Non ci prolunghiamo sulla contestazione in via Bagutta, poiché sono già disponibili in rete ampi resoconti giornalistici, che peraltro testimoniano il carattere assolutamente pacifico della protesta.
E non si tratta nemmeno della prima contestazione del programma militar-scolastico, voluto fortemente dai ministri La Russa e Gelmini, che ha come finalità la diffusione della cultura militare nelle aule scolastiche, impegnando studenti minorenni in attività quali “corsi di sopravvivenza in ambienti ostili” o formazione di “pattuglie di studenti”.

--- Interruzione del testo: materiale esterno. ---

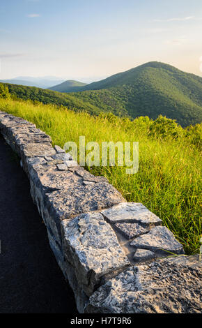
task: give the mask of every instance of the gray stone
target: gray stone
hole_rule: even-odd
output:
[[[57,153],[65,153],[65,151],[64,151],[64,149],[62,149],[59,146],[55,146],[54,147],[54,149],[56,150],[56,151]]]
[[[75,166],[78,166],[78,163],[76,162],[76,161],[65,161],[65,165],[68,167],[74,167]]]
[[[28,143],[22,145],[22,157],[38,157],[51,156],[55,154],[52,144],[48,142],[45,143]]]
[[[47,166],[56,165],[56,164],[63,164],[62,159],[54,159],[52,161],[49,161],[46,165]]]
[[[155,227],[150,232],[136,238],[130,245],[137,248],[157,251],[168,256],[183,254],[183,247],[166,227]]]
[[[102,211],[102,214],[111,223],[134,222],[146,226],[160,225],[162,223],[162,220],[141,203],[123,202]]]
[[[85,186],[88,186],[88,184],[95,184],[96,182],[94,182],[93,181],[84,181],[83,184]]]
[[[99,213],[62,223],[65,257],[75,267],[78,284],[90,295],[100,278],[129,266],[116,234]]]
[[[127,239],[131,239],[135,237],[141,236],[150,231],[150,228],[144,228],[139,223],[116,223],[114,225],[117,230],[121,232]]]
[[[49,161],[52,161],[52,160],[53,160],[53,158],[52,158],[52,156],[45,156],[45,159],[46,161],[47,161],[48,162],[49,162]]]
[[[67,171],[68,170],[65,164],[57,164],[56,167],[59,171]]]
[[[82,181],[75,183],[75,177],[76,174],[71,176],[72,182],[69,181],[66,189],[47,195],[47,206],[56,220],[72,218],[82,213],[101,210],[123,201],[121,193],[111,184],[100,182],[84,186]]]
[[[89,181],[93,182],[108,182],[107,179],[104,177],[95,177],[95,175],[91,174],[88,171],[85,170],[76,170],[77,174],[82,177],[85,181]]]
[[[199,254],[191,256],[187,255],[177,255],[175,257],[171,257],[168,258],[169,261],[177,263],[178,264],[181,265],[189,265],[189,267],[192,268],[201,267],[202,268],[202,256],[200,256]]]
[[[200,313],[201,268],[167,260],[132,267],[91,296],[85,313]]]
[[[147,249],[137,249],[134,255],[134,260],[135,262],[146,262],[148,260],[153,260],[155,258],[155,253]]]

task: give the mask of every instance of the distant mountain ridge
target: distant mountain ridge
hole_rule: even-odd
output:
[[[121,117],[148,116],[153,119],[162,114],[176,119],[183,127],[202,121],[202,77],[157,61],[86,85],[68,80],[53,87],[63,93],[7,85],[18,98],[91,114],[112,112]]]
[[[202,120],[202,77],[157,61],[91,83],[72,95],[121,116],[155,119],[162,114],[182,126]]]
[[[82,83],[74,80],[68,80],[60,84],[54,85],[54,87],[47,89],[59,92],[75,92],[77,90],[79,91],[81,88],[86,85],[87,85],[86,83]]]
[[[55,84],[64,82],[63,80],[47,76],[43,77],[33,77],[30,76],[19,76],[13,79],[1,80],[1,83],[11,83],[13,84],[25,85],[27,87],[36,87],[37,88],[48,89]]]

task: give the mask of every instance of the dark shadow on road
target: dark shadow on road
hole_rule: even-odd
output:
[[[17,158],[0,136],[0,313],[76,313]]]

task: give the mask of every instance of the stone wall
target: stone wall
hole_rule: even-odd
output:
[[[21,158],[79,313],[200,311],[199,263],[174,258],[183,248],[160,218],[53,148],[34,124],[0,112],[0,131]]]

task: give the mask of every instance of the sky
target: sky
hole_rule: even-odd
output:
[[[0,0],[0,80],[90,82],[152,61],[202,76],[201,31],[201,0]]]

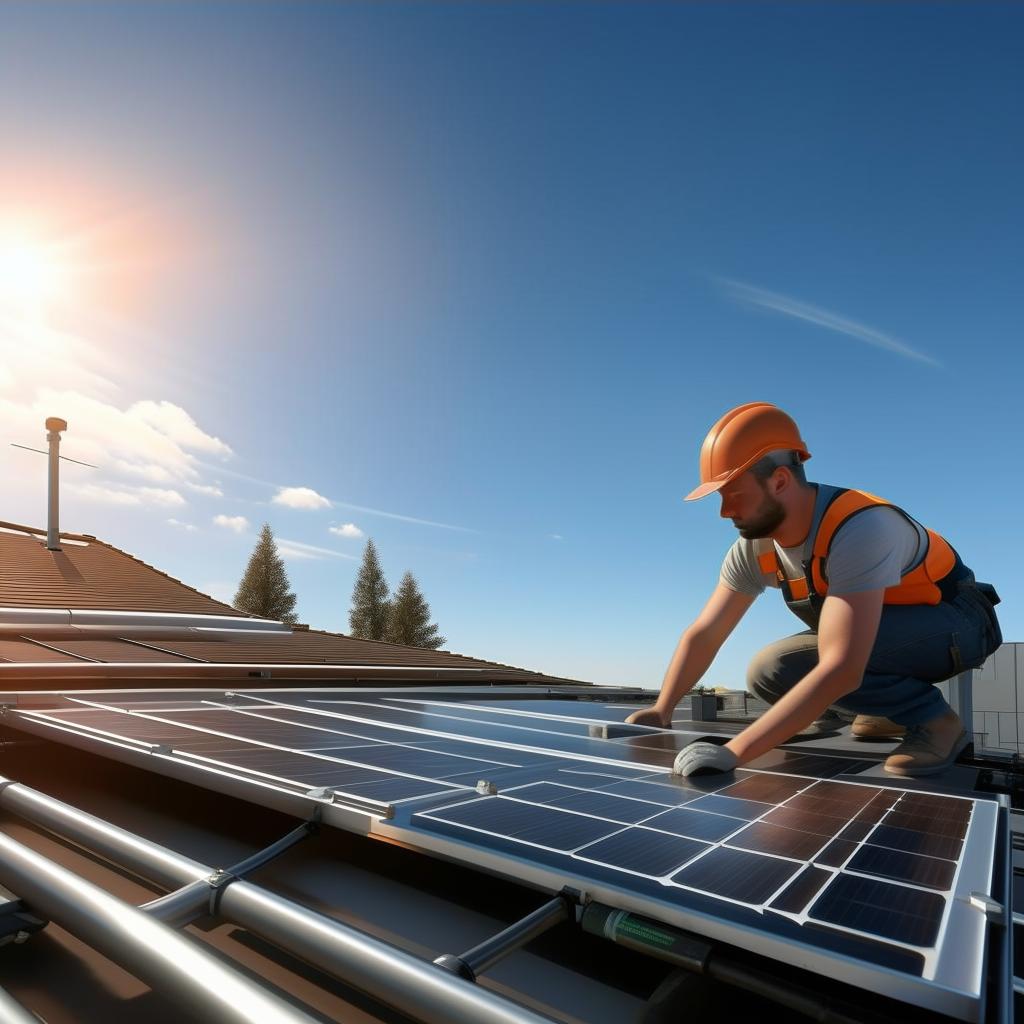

Anzi, il coro di critiche era talmente ampio, che il Ministro La Russa, sebbene con tanti giri di parole, aveva dovuto annunciare che a partire dal prossimo anno scolastico l’iniziativa non sarebbe più stata replicata. Insomma, ha dovuto fare buon viso a cattivo gioco.
Ma evidentemente non l’avevano preso bene al Ministero della Difesa e qualcuno andava marzialmente punito. Esageriamo? Forse sì, ma rimangono i fatti che giustificano più di un dubbio.
Infatti, gli studenti sono stati intercettati in piazza Duomo, cioè lontano dal luogo della protesta, da un reparto mobile dell’Arma dei Carabinieri, mentre erano temporaneamente assenti i responsabili di piazza della Questura. Lì sono stati fatti oggetto di un violento e, dal punto di vista dell’ordine pubblico, ingiustificato ed eccessivo intervento, a base di manganellate.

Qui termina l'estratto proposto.